3. Read books on developing people management

A more cost-effective option is to read books on people management. You may research different authors and their strategies and choose the books that you think can be effective in helping you develop people management skills. You can also share these books with employees after you're done reading them.

4. Network with other managers and professionals

Networking with other managers and professionals can be a great way to gain insights and advice on managing your team and building relationships with your team members. You may attend business conferences, conventions or connect with them on online professional networking sites. You can consider modelling team structures and processes off of other successful teams.

5. Build a regular feedback, reward and remedy system

You can build up your people management ability by putting in place a feedback, reward and remedy system that identifies talent and solves problems. It's also important that you carry out this system regularly. This helps make sure that you're noticing and appreciating employees' work and that you're available for any help that they need.

Related: What Is Company Culture? (With Components and Examples)

Why is people management important?

Managing people is important for a number of reasons including:

1. Handling interpersonal conflicts

Managers and employees in leadership positions have an important role in resolving conflicts. Effective people management can help you mediate conflicts between employees in a way that promotes collaboration and respect. Reducing interpersonal conflict can create a more positive and productive work environment.

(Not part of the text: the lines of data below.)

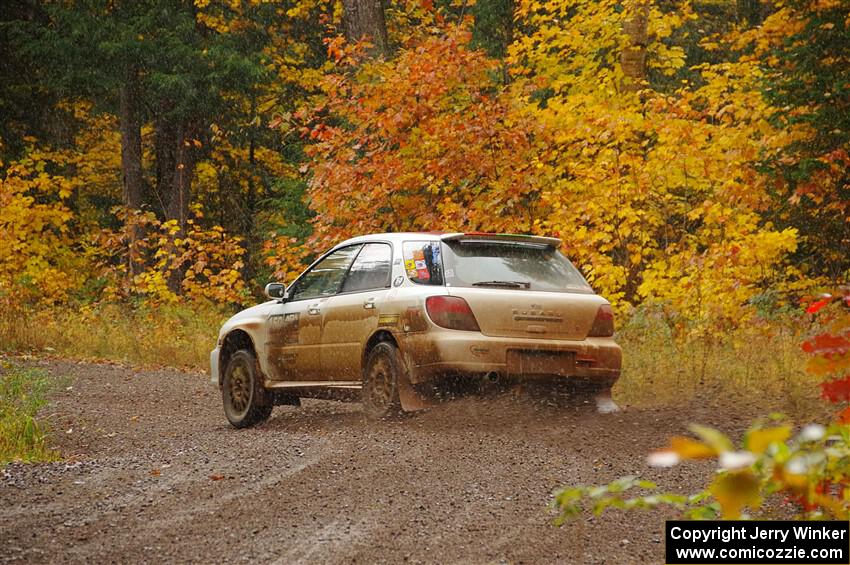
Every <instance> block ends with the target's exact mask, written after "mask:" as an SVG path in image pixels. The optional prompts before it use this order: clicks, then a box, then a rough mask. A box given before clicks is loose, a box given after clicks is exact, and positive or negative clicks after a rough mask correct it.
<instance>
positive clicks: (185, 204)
mask: <svg viewBox="0 0 850 565" xmlns="http://www.w3.org/2000/svg"><path fill="white" fill-rule="evenodd" d="M194 134H195V128H194V127H193V126H192V125H190V123H189V122H183V123H181V124H179V125H178V126H177V128H176V131H175V136H174V138H173V145H172V147H173V160H172V164H173V169H172V170H171V190H170V191H169V192H168V194H167V196H166V199H165V217H166V219H169V220H177V223H178V225H179V226H180V229H183V228H184V227H186V220H188V219H189V204H190V203H191V198H192V179H193V177H194V175H195V161H196V160H197V155H196V153H197V148H196V147H195V143H196V141H197V140H196V138H195V135H194Z"/></svg>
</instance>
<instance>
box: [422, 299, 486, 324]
mask: <svg viewBox="0 0 850 565" xmlns="http://www.w3.org/2000/svg"><path fill="white" fill-rule="evenodd" d="M425 310H427V311H428V316H429V317H430V318H431V321H433V322H434V323H435V324H437V325H438V326H440V327H441V328H448V329H450V330H466V331H471V332H478V331H481V330H480V329H479V328H478V321H477V320H476V319H475V315H474V314H473V313H472V310H471V309H470V308H469V304H467V303H466V300H464V299H463V298H460V297H458V296H429V297H428V298H426V299H425Z"/></svg>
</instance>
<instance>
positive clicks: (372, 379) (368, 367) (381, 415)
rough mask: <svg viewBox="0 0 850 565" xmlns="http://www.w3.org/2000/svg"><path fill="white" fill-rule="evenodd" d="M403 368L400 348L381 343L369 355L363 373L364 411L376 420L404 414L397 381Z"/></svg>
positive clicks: (401, 371)
mask: <svg viewBox="0 0 850 565" xmlns="http://www.w3.org/2000/svg"><path fill="white" fill-rule="evenodd" d="M403 367H404V365H403V364H402V362H401V357H400V355H399V352H398V349H397V348H396V347H395V346H394V345H393V344H391V343H387V342H382V343H379V344H378V345H376V346H375V347H374V348H373V349H372V351H371V352H370V353H369V358H368V359H367V361H366V369H365V371H364V372H363V392H362V394H363V411H364V412H365V413H366V415H367V416H368V417H369V418H371V419H373V420H380V419H382V418H386V417H389V416H396V415H398V414H400V413H401V401H400V400H399V396H398V381H399V379H400V378H401V377H402V372H403V371H404V369H403Z"/></svg>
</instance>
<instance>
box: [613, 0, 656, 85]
mask: <svg viewBox="0 0 850 565" xmlns="http://www.w3.org/2000/svg"><path fill="white" fill-rule="evenodd" d="M648 19H649V6H648V5H647V4H645V3H641V4H639V5H637V6H636V7H635V12H634V14H633V15H632V17H631V18H629V19H628V20H626V21H625V22H623V32H624V33H625V34H626V36H627V37H628V38H629V44H628V46H626V48H624V49H623V50H622V51H621V52H620V65H621V67H622V69H623V90H625V91H627V92H637V91H638V90H641V89H642V88H644V85H645V84H646V77H647V72H646V47H647V44H648V43H649V37H648V34H647V29H646V28H647V20H648Z"/></svg>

2. Leading employee training

Training and induction programmes are crucial to make sure that employees can fully understand and integrate into the procedures of a business. As a workplace leader, you may be responsible for onboarding new employees and coaching current employees. Effective people management means that you can provide constructive feedback and mentor employees so they can succeed in their positions.

3. Managing deadlines

Directing employees includes assigning tasks and establishing achievable goals. Effective people management can help you evaluate your team's resources and set realistic deadlines that encourage progress. Consistently meeting your own deadlines can also motivate employees to meet their own.

4. Building company culture

As a workplace leader, you have the power to influence and promote the company's culture into a positive one. You can use your people management responsibilities to build rapport, give support and advice and provide constructive feedback on employees to create a fair and supportive work culture. Positive and supportive work cultures are often more productive.